From: Johannes Weiner
Date: Wed Apr 19 2017 - 12:13:35 EST


On Wed, Apr 19, 2017 at 03:06:24PM +0800, Huang, Ying wrote:
> From: Huang Ying <ying.huang@xxxxxxxxx>
>
> To swap out THP (Transparent Huage Page), before splitting the THP,
> the swap cluster will be allocated and the THP will be added into the
> swap cache. But it is possible that the THP cannot be split, so that
> we must delete the THP from the swap cache and free the swap cluster.
> To avoid that, in this patch, whether the THP can be split is checked
> firstly. The check can only be done racy, but it is good enough for
> most cases.
>
> With the patchset, the swap out throughput improves 3.6% (from about
> 4.16GB/s to about 4.31GB/s) in the vm-scalability swap-w-seq test case
> with 8 processes. The test is done on a Xeon E5 v3 system. The swap
> device used is a RAM simulated PMEM (persistent memory) device.

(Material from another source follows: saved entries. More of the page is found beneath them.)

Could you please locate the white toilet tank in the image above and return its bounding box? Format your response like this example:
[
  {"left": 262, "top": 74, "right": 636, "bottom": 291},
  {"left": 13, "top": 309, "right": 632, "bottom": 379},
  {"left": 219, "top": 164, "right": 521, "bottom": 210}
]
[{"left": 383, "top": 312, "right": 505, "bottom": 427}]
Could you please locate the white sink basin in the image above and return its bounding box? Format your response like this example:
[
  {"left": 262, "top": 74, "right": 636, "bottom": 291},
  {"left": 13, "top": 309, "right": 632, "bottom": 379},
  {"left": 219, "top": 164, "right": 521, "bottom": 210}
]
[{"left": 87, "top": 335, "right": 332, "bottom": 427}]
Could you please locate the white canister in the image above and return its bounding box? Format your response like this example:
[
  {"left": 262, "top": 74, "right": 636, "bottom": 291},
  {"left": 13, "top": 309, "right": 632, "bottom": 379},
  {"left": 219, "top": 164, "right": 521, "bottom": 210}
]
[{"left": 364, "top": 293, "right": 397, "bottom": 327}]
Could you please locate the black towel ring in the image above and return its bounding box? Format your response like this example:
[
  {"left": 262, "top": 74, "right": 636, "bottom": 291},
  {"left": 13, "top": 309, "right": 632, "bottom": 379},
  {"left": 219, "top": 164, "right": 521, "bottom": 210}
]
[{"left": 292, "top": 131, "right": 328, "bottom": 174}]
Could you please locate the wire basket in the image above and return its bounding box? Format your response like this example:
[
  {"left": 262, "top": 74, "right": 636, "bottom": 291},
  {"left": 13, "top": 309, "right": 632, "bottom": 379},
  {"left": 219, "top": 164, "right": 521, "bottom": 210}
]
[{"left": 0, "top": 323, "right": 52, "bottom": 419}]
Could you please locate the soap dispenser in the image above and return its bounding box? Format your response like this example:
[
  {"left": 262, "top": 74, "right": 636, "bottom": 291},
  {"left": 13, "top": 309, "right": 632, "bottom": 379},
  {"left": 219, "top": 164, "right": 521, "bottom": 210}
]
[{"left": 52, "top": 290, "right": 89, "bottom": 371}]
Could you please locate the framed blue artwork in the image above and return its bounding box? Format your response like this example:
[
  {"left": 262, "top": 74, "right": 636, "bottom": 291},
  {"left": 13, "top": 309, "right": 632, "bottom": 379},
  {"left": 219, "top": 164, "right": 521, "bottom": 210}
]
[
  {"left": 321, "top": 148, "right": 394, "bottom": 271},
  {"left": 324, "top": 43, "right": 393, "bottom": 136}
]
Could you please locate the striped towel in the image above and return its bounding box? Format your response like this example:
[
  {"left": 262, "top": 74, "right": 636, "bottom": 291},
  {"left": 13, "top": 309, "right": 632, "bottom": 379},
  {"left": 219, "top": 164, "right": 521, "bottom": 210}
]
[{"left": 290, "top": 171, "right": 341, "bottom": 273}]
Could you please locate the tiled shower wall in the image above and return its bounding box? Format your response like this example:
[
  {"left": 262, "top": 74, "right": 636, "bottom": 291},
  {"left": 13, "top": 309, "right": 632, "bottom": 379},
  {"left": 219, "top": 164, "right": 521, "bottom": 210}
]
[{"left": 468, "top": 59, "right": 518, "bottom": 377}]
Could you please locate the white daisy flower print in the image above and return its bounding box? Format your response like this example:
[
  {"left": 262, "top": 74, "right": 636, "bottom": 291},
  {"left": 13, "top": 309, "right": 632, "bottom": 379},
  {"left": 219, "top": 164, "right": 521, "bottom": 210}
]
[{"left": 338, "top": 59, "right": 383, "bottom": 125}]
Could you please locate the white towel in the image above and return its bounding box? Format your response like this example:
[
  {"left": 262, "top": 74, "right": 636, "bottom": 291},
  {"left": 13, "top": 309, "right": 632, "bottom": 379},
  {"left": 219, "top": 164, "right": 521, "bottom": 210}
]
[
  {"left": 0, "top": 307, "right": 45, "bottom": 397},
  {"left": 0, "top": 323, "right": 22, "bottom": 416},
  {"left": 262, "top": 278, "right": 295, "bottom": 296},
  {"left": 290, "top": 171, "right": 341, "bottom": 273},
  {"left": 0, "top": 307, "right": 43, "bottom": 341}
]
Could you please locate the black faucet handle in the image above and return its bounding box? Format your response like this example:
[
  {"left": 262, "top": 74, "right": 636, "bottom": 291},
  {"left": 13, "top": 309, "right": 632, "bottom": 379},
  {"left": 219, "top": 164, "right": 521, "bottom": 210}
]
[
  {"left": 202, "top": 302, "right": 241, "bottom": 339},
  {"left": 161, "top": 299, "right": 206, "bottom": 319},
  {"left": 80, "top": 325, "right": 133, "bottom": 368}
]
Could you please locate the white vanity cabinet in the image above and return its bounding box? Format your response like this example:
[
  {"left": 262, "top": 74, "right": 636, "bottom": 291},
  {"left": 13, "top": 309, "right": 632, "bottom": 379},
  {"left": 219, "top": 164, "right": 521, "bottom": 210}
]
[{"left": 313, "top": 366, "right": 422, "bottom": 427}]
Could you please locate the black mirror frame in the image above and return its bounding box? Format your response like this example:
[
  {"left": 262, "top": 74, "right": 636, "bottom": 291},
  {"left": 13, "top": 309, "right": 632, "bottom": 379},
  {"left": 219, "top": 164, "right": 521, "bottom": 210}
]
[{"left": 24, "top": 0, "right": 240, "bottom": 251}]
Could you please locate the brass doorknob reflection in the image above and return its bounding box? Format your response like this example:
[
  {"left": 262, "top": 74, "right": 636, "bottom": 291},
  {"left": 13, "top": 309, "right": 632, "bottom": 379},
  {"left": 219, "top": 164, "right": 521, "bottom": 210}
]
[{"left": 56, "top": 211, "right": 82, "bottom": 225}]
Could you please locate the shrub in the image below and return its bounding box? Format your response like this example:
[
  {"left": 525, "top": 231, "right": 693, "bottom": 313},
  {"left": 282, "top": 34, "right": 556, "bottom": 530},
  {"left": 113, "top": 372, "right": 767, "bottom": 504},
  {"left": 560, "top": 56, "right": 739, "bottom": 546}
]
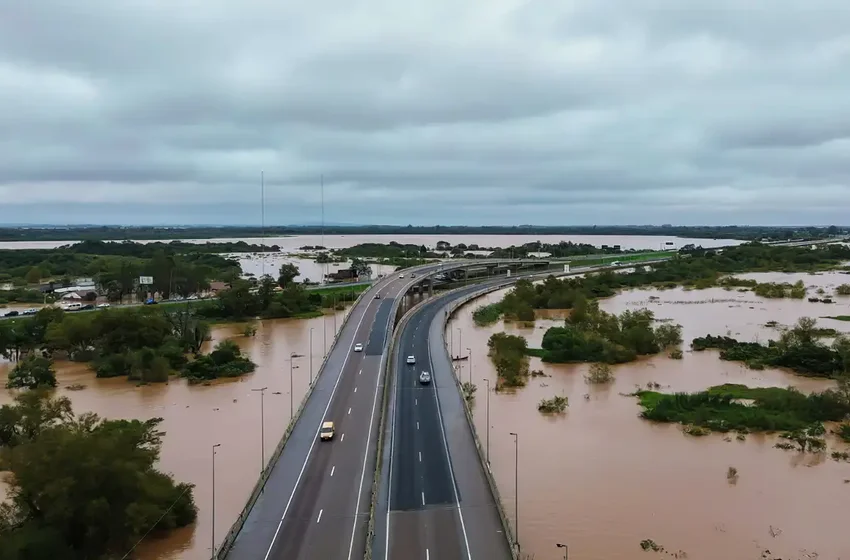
[{"left": 585, "top": 363, "right": 615, "bottom": 384}]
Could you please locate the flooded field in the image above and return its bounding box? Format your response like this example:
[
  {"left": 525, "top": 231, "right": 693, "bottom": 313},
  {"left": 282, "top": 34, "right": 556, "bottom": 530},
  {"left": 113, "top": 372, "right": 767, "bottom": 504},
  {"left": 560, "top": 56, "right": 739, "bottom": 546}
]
[
  {"left": 0, "top": 309, "right": 349, "bottom": 560},
  {"left": 0, "top": 233, "right": 742, "bottom": 252},
  {"left": 449, "top": 271, "right": 850, "bottom": 560}
]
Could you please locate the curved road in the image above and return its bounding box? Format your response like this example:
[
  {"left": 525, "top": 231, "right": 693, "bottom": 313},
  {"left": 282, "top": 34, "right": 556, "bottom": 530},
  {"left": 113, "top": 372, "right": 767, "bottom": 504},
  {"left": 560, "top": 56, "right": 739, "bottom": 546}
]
[
  {"left": 375, "top": 281, "right": 516, "bottom": 560},
  {"left": 227, "top": 267, "right": 436, "bottom": 560}
]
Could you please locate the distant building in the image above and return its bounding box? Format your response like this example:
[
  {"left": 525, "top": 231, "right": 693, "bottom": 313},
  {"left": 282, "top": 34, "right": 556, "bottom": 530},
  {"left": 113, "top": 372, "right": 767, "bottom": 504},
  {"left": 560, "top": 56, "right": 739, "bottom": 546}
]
[
  {"left": 208, "top": 281, "right": 229, "bottom": 294},
  {"left": 0, "top": 282, "right": 14, "bottom": 291},
  {"left": 326, "top": 268, "right": 358, "bottom": 283}
]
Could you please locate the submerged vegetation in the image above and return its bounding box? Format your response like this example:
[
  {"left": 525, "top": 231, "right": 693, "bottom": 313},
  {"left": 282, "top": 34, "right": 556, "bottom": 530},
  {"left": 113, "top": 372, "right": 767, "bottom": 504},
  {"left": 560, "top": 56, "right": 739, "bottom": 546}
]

To
> test the sequential swapping out, the test case creates 8 processes,
> which sequentially allocate and write to the anonymous pages until the
> RAM and part of the swap device is used up.
>
> Cc: Johannes Weiner <hannes@xxxxxxxxxxx>
> Signed-off-by: "Huang, Ying" <ying.huang@xxxxxxxxx>
> Acked-by: Kirill A. Shutemov <kirill.shutemov@xxxxxxxxxxxxxxx> [for can_split_huge_page()]

How often does this actually happen in practice? Because all that this
protects us from is trying to allocate a swap cluster - which with the
si->free_clusters list really isn't all that expensive - and return it
again. Unless this happens all the time in practice, this optimization
seems misplaced.

It's especially a little strange because in the other email I asked
about the need for unlikely() annotations, yet this patch is adding
branches and checks for what seems to be an unlikely condition into
the THP hot path.

I'd suggest you drop both these optimization attempts unless there is
real data proving that they have a measurable impact.